Goldschlager et al. (2013)7 Randomised controlled trial addressing liver and kidney biochemical analytes, and pain behaviour
Population: Male New Zealand white rabbits (Oryctolagus cuniculus), two to three-months-old (sexually immature), all from the same commercial source, bred to be free from many common pathogens, and weighing approximately 3 kg.

Sample size: 39 rabbits
Intervention details:
  • The subjects were allowed to habituate to the environment and diet for 7 days, then were placed on a high cholesterol diet (to meet the needs of a different experiment) before commencement of the present study.

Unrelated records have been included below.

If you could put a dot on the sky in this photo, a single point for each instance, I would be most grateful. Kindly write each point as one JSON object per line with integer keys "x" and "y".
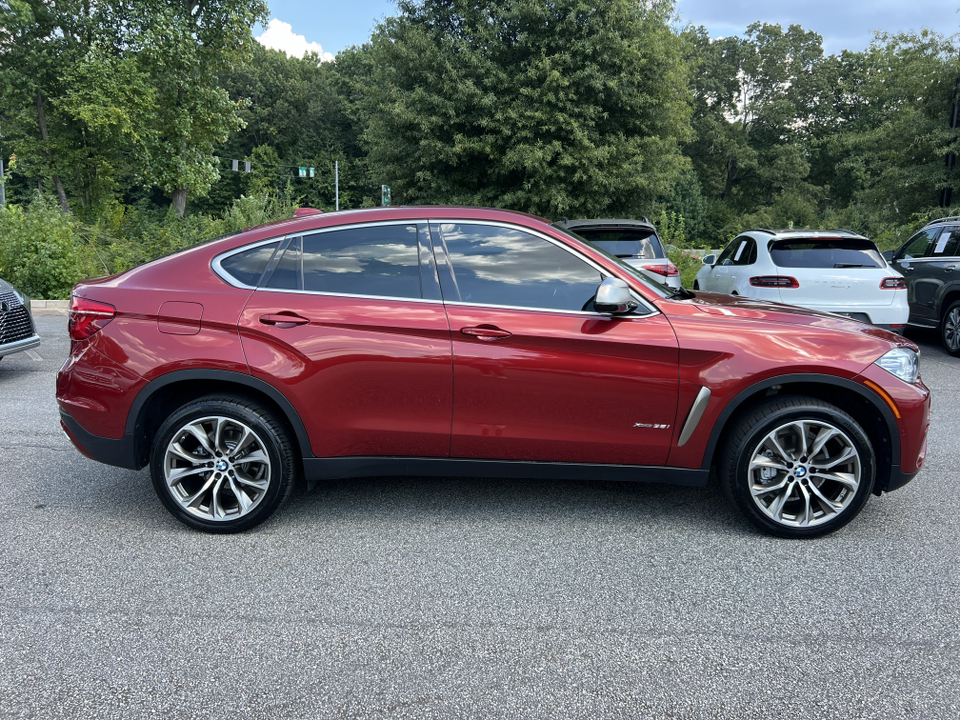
{"x": 329, "y": 26}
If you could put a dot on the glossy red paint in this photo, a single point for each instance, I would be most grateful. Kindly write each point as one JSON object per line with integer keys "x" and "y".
{"x": 385, "y": 377}
{"x": 372, "y": 377}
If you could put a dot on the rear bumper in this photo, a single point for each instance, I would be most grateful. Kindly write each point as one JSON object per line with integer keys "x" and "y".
{"x": 109, "y": 451}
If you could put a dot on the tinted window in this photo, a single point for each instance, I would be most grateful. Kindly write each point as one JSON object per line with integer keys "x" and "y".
{"x": 746, "y": 253}
{"x": 729, "y": 252}
{"x": 247, "y": 266}
{"x": 826, "y": 253}
{"x": 502, "y": 266}
{"x": 286, "y": 275}
{"x": 947, "y": 242}
{"x": 381, "y": 260}
{"x": 631, "y": 242}
{"x": 919, "y": 245}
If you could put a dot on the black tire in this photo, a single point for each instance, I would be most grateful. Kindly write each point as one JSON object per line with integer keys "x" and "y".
{"x": 789, "y": 493}
{"x": 950, "y": 329}
{"x": 203, "y": 484}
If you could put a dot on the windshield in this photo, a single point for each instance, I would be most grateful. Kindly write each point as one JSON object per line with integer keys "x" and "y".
{"x": 660, "y": 288}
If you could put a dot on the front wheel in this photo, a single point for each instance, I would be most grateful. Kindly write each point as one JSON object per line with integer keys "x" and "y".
{"x": 950, "y": 329}
{"x": 798, "y": 467}
{"x": 222, "y": 464}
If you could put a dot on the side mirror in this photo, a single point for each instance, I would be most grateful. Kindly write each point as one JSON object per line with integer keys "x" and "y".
{"x": 613, "y": 296}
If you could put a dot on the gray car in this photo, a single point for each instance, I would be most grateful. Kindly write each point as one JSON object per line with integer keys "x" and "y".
{"x": 930, "y": 263}
{"x": 16, "y": 324}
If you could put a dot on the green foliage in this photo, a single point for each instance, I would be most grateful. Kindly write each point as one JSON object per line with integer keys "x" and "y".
{"x": 41, "y": 249}
{"x": 566, "y": 108}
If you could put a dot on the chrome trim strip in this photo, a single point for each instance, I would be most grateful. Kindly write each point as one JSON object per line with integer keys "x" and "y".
{"x": 20, "y": 345}
{"x": 694, "y": 416}
{"x": 330, "y": 294}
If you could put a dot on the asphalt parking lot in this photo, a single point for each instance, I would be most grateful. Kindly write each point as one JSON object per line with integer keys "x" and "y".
{"x": 465, "y": 597}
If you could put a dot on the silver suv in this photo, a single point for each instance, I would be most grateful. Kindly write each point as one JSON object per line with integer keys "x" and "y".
{"x": 930, "y": 262}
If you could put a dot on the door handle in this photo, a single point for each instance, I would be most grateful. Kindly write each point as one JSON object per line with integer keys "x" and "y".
{"x": 485, "y": 332}
{"x": 283, "y": 319}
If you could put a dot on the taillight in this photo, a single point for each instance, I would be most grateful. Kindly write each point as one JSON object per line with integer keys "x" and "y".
{"x": 667, "y": 270}
{"x": 774, "y": 281}
{"x": 88, "y": 317}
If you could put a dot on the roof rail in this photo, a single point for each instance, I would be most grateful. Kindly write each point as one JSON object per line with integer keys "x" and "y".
{"x": 949, "y": 218}
{"x": 850, "y": 232}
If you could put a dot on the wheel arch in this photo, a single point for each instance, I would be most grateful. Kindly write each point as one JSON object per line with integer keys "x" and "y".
{"x": 160, "y": 397}
{"x": 867, "y": 408}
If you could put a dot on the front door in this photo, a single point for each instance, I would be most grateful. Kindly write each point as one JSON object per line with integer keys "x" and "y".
{"x": 539, "y": 375}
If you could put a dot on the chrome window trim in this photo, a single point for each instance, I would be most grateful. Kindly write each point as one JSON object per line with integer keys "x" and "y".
{"x": 349, "y": 295}
{"x": 651, "y": 310}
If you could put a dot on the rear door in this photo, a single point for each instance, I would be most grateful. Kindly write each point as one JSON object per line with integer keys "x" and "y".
{"x": 538, "y": 374}
{"x": 910, "y": 262}
{"x": 355, "y": 335}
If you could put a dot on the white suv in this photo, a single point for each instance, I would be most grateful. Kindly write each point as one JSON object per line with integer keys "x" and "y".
{"x": 834, "y": 271}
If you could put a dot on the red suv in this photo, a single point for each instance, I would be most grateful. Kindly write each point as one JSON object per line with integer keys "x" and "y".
{"x": 448, "y": 341}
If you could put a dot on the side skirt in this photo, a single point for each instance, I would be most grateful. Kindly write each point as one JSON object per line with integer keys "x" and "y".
{"x": 319, "y": 469}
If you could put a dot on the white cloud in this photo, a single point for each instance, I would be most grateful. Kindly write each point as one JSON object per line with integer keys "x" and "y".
{"x": 280, "y": 36}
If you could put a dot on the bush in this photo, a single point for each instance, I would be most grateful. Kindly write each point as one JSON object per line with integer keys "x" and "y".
{"x": 42, "y": 251}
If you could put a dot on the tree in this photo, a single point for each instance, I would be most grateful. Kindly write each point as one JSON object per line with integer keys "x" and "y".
{"x": 156, "y": 83}
{"x": 895, "y": 146}
{"x": 565, "y": 108}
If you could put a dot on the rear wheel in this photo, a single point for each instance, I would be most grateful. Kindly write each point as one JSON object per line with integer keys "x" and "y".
{"x": 222, "y": 464}
{"x": 798, "y": 467}
{"x": 950, "y": 329}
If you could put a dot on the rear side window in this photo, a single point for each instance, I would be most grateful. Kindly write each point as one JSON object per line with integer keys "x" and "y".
{"x": 947, "y": 242}
{"x": 826, "y": 253}
{"x": 919, "y": 245}
{"x": 495, "y": 265}
{"x": 735, "y": 251}
{"x": 247, "y": 266}
{"x": 378, "y": 260}
{"x": 625, "y": 243}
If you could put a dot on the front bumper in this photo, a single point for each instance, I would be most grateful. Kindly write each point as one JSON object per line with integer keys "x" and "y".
{"x": 20, "y": 345}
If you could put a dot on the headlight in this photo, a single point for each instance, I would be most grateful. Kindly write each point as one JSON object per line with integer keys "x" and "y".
{"x": 902, "y": 362}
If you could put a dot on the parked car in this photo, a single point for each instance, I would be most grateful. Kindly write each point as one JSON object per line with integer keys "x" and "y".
{"x": 834, "y": 271}
{"x": 16, "y": 323}
{"x": 634, "y": 241}
{"x": 465, "y": 341}
{"x": 930, "y": 262}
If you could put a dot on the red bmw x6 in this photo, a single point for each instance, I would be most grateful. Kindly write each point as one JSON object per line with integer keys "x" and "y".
{"x": 447, "y": 340}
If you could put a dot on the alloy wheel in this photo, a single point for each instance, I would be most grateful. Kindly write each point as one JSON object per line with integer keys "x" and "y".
{"x": 217, "y": 468}
{"x": 804, "y": 473}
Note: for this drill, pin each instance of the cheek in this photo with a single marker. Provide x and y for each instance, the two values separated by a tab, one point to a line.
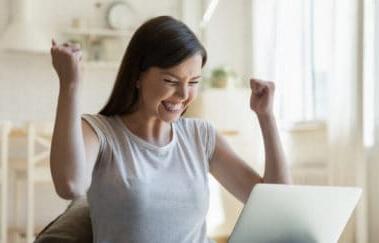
193	93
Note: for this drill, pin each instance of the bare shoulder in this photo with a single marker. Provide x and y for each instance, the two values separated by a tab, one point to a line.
91	142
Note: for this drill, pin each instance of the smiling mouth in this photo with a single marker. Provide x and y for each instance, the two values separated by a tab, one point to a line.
172	107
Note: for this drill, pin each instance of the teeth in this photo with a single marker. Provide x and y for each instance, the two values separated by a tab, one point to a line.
172	106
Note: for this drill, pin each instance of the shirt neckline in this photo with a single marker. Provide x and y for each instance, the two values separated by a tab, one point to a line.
143	142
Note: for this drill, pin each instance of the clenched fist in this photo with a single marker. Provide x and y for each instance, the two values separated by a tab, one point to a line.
262	96
66	61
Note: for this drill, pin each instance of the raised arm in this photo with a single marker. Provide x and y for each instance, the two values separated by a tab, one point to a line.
231	171
74	146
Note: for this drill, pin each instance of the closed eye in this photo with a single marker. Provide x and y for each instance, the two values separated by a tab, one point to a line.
171	82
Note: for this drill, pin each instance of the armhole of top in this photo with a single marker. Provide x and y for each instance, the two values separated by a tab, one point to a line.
94	123
211	140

  • The surgical intervention (day 0) was a vascular cut-down of the femoral artery, with the subjects induced by intramuscular ketamine 30 mg/kg with xylazine 2 mg/kg, and received oxygen (2 L/min) via face mask. Suture type and closure method were the same for all subjects. The respiration rate, heart rate, and oxygenation (via pulse oximeter) of the subjects were monitored.

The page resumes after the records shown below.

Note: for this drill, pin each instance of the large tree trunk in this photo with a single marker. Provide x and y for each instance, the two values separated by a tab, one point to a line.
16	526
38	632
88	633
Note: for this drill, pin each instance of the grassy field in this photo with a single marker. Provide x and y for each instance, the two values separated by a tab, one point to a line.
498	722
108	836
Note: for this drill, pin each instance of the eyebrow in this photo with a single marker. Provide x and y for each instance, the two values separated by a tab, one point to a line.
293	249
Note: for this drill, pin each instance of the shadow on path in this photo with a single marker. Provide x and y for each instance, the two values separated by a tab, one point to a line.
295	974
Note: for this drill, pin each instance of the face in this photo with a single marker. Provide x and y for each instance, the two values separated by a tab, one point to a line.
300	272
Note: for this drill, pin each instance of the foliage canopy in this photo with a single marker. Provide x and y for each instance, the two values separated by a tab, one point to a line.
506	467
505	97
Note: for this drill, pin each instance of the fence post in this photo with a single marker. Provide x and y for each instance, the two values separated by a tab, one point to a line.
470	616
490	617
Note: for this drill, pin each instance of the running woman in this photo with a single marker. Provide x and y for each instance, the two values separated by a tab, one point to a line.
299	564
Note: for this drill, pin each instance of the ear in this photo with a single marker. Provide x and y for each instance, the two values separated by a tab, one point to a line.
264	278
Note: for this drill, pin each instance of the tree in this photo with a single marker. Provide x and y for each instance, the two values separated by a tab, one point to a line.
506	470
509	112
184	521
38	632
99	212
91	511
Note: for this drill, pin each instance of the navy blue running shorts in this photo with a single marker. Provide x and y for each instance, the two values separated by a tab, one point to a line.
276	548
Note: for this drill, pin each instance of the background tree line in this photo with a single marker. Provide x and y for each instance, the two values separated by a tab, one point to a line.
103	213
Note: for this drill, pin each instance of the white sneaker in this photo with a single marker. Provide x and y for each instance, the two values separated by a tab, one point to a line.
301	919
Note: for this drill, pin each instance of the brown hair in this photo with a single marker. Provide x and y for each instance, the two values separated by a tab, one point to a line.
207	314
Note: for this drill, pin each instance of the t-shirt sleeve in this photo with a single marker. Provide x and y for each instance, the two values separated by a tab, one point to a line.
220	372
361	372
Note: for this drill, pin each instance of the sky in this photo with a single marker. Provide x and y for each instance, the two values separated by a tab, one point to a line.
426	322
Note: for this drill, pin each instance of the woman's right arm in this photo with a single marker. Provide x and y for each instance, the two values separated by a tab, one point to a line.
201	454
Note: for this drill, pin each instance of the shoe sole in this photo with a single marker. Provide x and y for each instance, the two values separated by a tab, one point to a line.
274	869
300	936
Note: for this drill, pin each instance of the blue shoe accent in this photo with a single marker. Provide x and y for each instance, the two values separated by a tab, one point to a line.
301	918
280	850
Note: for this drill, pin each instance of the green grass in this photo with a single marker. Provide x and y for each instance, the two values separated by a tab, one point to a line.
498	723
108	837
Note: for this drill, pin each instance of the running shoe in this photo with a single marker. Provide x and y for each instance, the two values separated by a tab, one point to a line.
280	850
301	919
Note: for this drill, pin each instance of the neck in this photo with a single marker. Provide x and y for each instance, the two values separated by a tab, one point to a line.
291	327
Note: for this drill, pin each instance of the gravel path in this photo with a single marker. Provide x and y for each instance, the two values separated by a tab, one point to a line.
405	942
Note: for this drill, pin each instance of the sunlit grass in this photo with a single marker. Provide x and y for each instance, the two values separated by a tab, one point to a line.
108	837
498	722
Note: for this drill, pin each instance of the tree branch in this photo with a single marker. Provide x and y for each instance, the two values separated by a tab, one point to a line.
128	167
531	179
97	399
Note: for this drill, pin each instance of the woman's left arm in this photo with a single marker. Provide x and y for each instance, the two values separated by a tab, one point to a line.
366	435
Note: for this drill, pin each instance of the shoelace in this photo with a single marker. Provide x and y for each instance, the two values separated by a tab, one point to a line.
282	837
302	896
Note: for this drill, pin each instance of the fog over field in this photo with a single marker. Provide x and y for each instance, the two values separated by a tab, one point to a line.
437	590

  • After surgery, all subjects recovered in their cages.
  • Subjects were randomised into four groups, and their respective treatments were administered as outlined below:
    • Meloxicam group (10 subjects), at 0.2 mg/kg subcutaneously every 24 hours for 3 days.
    • Buprenorphine group (10 subjects), at 0.03 mg/kg subcutaneously every 12 hours for 3 days.
    • Combined meloxicam-buprenorphine group (10 subjects), at 0.1 mg/kg and 0.01 mg/kg, respectively, subcutaneously every 24 hours for 3 days.
    • Bupivacaine 0.5% group (nine subjects), with a single dose of 0.5 ml infused at the incision site at the time of surgery.
  • Animals were monitored for 28 days postoperatively by three veterinary technicians.
Study design: Randomised controlled trial
Outcome Studied:
  • Body weights on days 0 (prior to surgery), day 7, day 14, day 21, and day 28.
  • Complete blood count, haematocrit, BUN, creatinine, glucose, ALT, ALP, total protein, potassium, calcium, sodium, phosphorus, and rectal swabs for gram staining were conducted prior to the surgery on day 0, and again on day 7. Blood samples were collected from subjects while they were anaesthetised.  
  • Faecal corticosterone metabolites (FCM) were measured with a 5ɑ-pregnane-3β,11β,21-triol-20-one enzyme immunoassay, on faecal samples collected in the mornings on day 0 (prior to surgery), day 3, day 7, day 14, day 21, and day 28.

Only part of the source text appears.